I saw the most beautiful sun rise as they carried me to the car to take me to the hospital.
It was the first morning of my retreat. I had gotten up early to write morning pages and drink coffee before morning yoga practice. My alarm went off at 6. It was still dark and my roommate was asleep, so I tiptoed through our room to go to the bathroom without turning on any lights. Feeling my way along the walls for the bathroom doorway, apparently I missed it, walked right past it and stepped into a void that was the stairwell to the first floor.
It was pitch black.
There was no floor, there were no walls that I could find.
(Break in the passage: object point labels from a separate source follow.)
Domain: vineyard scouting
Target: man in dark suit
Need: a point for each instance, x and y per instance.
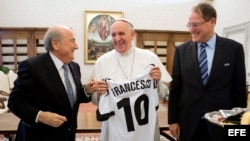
(39, 97)
(225, 87)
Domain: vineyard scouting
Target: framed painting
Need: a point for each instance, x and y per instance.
(97, 37)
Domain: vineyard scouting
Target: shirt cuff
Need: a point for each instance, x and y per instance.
(37, 116)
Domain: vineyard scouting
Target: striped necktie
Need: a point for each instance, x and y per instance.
(203, 63)
(68, 86)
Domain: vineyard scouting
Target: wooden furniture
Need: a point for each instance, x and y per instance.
(17, 44)
(87, 123)
(163, 43)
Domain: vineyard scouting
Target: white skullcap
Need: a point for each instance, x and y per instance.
(125, 20)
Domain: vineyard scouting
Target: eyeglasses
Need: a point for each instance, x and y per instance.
(195, 25)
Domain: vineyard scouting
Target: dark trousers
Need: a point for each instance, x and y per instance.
(201, 132)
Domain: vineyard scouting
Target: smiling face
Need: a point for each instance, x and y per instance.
(201, 30)
(65, 47)
(122, 35)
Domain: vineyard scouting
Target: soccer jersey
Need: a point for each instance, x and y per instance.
(128, 109)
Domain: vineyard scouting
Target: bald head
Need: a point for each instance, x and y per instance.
(54, 32)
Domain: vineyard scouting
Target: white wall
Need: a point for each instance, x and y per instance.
(144, 14)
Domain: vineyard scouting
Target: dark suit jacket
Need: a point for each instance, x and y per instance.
(189, 100)
(39, 87)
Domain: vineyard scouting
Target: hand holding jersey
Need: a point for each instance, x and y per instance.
(130, 105)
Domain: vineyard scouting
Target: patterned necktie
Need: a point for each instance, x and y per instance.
(203, 63)
(68, 86)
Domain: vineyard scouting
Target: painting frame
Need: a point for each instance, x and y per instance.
(97, 37)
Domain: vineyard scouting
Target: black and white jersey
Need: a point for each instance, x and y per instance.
(129, 108)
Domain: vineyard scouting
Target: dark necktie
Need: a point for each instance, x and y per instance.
(68, 86)
(203, 63)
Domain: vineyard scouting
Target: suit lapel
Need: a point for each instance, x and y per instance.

Completely disoriented, I lurched in the dark, reaching out for something to hold onto, but wasn’t finding anything. By the time I realized I was falling, I had dived to the right, past the landing halfway down and tumbled over the steep edge to the lower stairs below. I banged my head on the stone stairs, and then just kept going. I have never hit my head so hard. I felt my teeth break.
HOW FAR DOWN DOES THIS GO?
Finally, sometime before I stopped I told myself to make a sound, to yell while I still could so someone could help me. I honestly wasn’t sure I’d be able to yell when I hit the bottom. I yelled once and then finally hit the bottom and called for my roommate and next door neighbor.
They both came quickly, probably as terrified as I was. They got me to a bed and ran to the kitchen for ice and help.
I burst into tears when my teacher came and held me. All these beautiful women in their nightgowns, ferocious in calling for help and calm in taking care of me, reassuring me. FULL ON mama bear mode… for me. And I cried harder for their tenderness.
My dear retreat-mate accompanied me to the hospital, interpreting from Spanish to English and back again, filled out all my paperwork for me, asked all the questions and stayed with me for hours while a parade of on-call doctors SLOWLY made their way to the hospital to check me out. The hospital’s dentist-on-call refused to come in on a Sunday. I saw an orthopedist, an neurologist and a maxillofascial specialist. I got x-rays and a CT scan. And once they assured my by brain was ok, I let them give me some anti-inflammatory drugs and started to feel better. They checked me out of the hospital and the myofascial doctor came back to get me and take me to her clinic so her dentist and orthodontist could fix my teeth.
Just nine hours later I was back in my bed at the hotel.
I’m observing the yoga classes rather than taking them. I’m surrounded by heart strong women doing their own deep work while taking care of me. I’ve only ever felt this kind of collective nurturing when my mama died. As as they came out of shivasana yesterday, I thought to myself, “I didn’t die yesterday.” I might have. But I didn’t.